AILGNEJun 9, 2022

Deep Surrogate Assisted Generation of Environments

arXiv:2206.04199v350 citationsh-index: 32
Originality Incremental advance
AI Analysis

This work addresses the challenge of environment generation for RL testing, offering a more efficient approach that could accelerate agent evaluation and development, though it appears incremental as it builds on existing QD optimization techniques.

The paper tackles the problem of efficiently generating diverse environments for testing reinforcement learning agents by proposing DSAGE, a sample-efficient quality diversity algorithm that uses a deep surrogate model to predict agent behaviors, which significantly outperforms existing methods in discovering collections of environments that elicit diverse behaviors from state-of-the-art agents.

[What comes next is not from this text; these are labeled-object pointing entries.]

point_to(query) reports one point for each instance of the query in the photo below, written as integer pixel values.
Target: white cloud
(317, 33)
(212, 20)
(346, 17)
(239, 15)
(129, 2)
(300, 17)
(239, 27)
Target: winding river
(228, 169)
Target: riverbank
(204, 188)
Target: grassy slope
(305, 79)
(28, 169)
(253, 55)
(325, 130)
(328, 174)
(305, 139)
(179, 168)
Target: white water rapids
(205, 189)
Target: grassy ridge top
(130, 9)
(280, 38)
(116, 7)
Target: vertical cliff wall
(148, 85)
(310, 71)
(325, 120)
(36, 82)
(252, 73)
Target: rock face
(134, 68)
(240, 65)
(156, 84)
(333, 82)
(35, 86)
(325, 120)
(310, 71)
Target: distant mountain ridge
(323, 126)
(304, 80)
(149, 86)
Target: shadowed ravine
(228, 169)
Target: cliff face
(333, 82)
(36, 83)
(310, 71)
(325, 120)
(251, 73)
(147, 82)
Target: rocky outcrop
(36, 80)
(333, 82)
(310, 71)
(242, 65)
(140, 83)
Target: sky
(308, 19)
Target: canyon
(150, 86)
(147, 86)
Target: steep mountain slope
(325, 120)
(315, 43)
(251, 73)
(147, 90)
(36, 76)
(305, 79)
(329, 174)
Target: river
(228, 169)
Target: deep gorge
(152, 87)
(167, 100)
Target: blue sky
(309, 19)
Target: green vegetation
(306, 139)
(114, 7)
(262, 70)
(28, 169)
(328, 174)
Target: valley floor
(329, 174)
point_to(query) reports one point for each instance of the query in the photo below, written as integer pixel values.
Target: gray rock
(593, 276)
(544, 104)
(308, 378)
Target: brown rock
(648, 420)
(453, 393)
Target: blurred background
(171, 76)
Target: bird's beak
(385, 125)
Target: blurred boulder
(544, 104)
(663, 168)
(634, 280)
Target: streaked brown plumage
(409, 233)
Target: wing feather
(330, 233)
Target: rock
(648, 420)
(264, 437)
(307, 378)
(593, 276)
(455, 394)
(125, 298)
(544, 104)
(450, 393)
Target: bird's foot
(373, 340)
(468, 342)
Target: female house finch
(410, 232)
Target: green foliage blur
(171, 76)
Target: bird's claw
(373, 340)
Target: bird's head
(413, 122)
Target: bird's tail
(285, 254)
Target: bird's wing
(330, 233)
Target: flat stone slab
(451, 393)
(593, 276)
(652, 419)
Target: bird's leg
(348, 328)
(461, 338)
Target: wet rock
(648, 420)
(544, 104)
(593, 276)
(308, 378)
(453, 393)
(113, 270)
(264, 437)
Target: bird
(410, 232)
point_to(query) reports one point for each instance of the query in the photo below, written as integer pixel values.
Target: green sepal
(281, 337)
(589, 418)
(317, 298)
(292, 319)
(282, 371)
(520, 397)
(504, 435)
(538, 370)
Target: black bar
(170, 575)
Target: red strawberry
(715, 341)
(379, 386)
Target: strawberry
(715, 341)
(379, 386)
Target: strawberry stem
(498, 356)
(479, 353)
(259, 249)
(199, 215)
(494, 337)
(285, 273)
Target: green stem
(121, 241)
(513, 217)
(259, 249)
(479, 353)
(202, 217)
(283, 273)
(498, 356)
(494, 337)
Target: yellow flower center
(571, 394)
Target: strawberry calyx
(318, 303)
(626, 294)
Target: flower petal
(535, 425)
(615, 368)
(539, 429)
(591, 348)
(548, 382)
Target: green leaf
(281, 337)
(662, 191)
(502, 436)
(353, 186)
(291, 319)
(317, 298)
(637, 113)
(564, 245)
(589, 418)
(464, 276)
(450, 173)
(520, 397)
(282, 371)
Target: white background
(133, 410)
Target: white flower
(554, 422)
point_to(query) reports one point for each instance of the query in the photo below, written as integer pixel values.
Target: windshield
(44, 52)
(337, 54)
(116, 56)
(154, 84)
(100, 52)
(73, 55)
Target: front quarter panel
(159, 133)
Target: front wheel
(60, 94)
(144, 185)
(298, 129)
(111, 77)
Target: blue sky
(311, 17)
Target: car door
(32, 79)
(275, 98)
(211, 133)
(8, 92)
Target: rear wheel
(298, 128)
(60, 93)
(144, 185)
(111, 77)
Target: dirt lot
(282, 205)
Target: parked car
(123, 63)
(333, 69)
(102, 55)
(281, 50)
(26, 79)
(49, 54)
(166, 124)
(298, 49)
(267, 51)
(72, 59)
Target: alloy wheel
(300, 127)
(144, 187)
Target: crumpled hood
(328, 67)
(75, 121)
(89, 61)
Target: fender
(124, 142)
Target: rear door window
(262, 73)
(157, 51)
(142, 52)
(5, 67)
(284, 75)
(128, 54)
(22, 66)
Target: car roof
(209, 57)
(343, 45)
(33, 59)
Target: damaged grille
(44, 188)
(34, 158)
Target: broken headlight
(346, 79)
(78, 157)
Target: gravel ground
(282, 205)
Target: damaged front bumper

Recent progress in reinforcement learning (RL) has started producing generally capable agents that can solve a distribution of complex environments. These agents are typically tested on fixed, human-authored environments. On the other hand, quality diversity (QD) optimization has been proven to be an effective component of environment generation algorithms, which can generate collections of high-quality environments that are diverse in the resulting agent behaviors. However, these algorithms require potentially expensive simulations of agents on newly generated environments. We propose Deep Surrogate Assisted Generation of Environments (DSAGE), a sample-efficient QD environment generation algorithm that maintains a deep surrogate model for predicting agent behaviors in new environments. Results in two benchmark domains show that DSAGE significantly outperforms existing QD environment generation algorithms in discovering collections of environments that elicit diverse behaviors of a state-of-the-art RL agent and a planning agent. Our source code and videos are available at https://dsagepaper.github.io/.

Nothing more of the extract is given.